Step 2: Build the Annotation Template
Once the dataset is loaded, create a new annotation template. Set the label class to Pond and the annotation type to Polygon.
Step 3: Annotate with SAM (One Click per Object)
Enable SAM in Labellerr and click once on a water body the model instantly generates a segmentation mask around it. If your image contains multiple object types (water, land, vegetation), you need to click on each object individually to annotate them one-by-one.
Step 4: Annotate with SAM 3 (One Click for the Whole Image)
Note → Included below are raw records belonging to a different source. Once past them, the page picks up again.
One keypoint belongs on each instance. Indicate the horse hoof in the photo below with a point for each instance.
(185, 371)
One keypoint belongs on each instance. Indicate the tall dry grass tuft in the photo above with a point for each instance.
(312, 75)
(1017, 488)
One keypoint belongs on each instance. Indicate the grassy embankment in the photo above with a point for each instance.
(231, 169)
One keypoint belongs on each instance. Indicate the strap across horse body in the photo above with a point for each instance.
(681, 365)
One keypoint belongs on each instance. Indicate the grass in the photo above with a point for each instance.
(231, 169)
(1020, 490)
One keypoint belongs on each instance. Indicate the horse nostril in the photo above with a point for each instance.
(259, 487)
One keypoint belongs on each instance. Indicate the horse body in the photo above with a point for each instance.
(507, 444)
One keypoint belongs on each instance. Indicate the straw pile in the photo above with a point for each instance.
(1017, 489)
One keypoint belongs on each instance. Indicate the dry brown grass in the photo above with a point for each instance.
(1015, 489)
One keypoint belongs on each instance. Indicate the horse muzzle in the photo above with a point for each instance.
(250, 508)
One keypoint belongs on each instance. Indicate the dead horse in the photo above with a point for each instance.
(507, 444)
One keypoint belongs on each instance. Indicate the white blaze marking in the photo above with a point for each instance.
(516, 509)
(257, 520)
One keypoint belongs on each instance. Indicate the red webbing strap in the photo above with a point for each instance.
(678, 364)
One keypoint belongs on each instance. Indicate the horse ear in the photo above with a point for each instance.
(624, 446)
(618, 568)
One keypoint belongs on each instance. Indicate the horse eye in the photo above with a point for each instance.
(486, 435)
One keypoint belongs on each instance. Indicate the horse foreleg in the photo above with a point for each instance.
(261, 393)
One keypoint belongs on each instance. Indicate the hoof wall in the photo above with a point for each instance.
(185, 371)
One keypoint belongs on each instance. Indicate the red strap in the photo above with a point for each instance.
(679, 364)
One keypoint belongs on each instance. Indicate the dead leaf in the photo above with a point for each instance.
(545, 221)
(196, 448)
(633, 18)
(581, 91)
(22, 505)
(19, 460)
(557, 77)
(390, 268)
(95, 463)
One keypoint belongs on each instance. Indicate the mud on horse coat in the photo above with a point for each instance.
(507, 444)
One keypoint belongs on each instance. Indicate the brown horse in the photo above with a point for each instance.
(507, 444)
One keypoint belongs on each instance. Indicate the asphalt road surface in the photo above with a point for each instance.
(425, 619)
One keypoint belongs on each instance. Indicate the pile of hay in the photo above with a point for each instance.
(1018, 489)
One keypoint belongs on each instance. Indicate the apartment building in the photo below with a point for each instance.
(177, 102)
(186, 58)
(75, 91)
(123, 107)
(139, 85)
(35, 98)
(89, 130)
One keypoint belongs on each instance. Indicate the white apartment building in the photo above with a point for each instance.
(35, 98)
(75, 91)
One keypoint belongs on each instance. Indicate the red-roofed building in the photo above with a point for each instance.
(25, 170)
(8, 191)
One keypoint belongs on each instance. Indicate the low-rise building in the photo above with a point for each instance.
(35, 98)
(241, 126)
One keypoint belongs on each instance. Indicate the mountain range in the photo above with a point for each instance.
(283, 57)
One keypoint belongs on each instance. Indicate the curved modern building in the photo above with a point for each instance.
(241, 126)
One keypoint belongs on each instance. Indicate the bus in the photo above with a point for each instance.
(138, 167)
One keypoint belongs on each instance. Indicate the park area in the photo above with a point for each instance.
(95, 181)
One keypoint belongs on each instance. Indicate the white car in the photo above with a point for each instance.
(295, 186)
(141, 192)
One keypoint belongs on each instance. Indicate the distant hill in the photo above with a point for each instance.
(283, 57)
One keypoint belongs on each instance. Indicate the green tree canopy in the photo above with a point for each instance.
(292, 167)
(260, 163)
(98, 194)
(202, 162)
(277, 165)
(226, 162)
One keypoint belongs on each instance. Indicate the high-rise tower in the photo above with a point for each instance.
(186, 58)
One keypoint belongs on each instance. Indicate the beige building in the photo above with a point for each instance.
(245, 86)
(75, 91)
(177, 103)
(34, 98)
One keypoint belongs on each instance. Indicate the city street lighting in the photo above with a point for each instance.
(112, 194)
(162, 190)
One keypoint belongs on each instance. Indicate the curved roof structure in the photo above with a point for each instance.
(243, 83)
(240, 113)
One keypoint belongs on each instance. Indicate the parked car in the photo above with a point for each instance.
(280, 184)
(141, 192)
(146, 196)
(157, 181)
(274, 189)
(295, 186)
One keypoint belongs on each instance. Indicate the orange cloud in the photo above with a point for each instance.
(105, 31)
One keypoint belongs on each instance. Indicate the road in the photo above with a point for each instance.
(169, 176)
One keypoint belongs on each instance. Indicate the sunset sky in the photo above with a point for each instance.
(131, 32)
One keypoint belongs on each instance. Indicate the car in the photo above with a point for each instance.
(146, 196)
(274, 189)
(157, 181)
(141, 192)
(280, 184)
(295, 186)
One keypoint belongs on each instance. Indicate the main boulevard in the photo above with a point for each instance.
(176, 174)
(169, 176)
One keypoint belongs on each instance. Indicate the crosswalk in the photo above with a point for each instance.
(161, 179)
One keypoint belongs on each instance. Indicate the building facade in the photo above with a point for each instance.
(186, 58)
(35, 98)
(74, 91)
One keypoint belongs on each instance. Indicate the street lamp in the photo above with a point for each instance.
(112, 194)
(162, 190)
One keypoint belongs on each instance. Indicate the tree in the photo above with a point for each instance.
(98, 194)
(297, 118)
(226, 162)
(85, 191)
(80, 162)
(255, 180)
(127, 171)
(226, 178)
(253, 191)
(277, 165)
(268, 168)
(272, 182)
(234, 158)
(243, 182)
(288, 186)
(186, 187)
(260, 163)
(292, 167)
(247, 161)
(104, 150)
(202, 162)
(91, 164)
Switch to SAM 3 in Labellerr, click once on any object, and press I to run the prediction. SAM 3 automatically detects and segments all similar objects across the entire image in one go. This avoids the need to click on each object individually to annotate them one-by-one.
Final output
Watch the Full Demo
See SAM and SAM 3 side by side in Labellerr:
Why Use Labellerr for This?
- Switch between SAM and SAM 3 without leaving the platform.
- Export annotations as COCO JSON, JSON, and more.
- Team collaboration with role-based access and review workflows.
- Built-in quality checks to validate your segmentation masks.
In cases where zero-shot models fall short, our human-in-the-loop support can be leveraged to consistently reach >99% accuracy.
Q1: What is the main difference between SAM and SAM 3?
SAM requires manual prompts like clicks or bounding boxes for each object, while SAM 3 supports open-vocabulary segmentation using a text prompt to segment all matching objects in a single inference pass.
Q2: Why is segmentation harder on aerial and satellite imagery?
Aerial imagery includes small, densely packed objects, top-down perspectives, and complex terrain, making object boundaries harder to distinguish compared to natural images.
Q3: Is SAM 3 better than SAM for zero-shot geospatial segmentation?
Yes. According to SegEarth-OV3 , SAM 3 significantly improves mean IoU across multiple remote sensing benchmarks without retraining.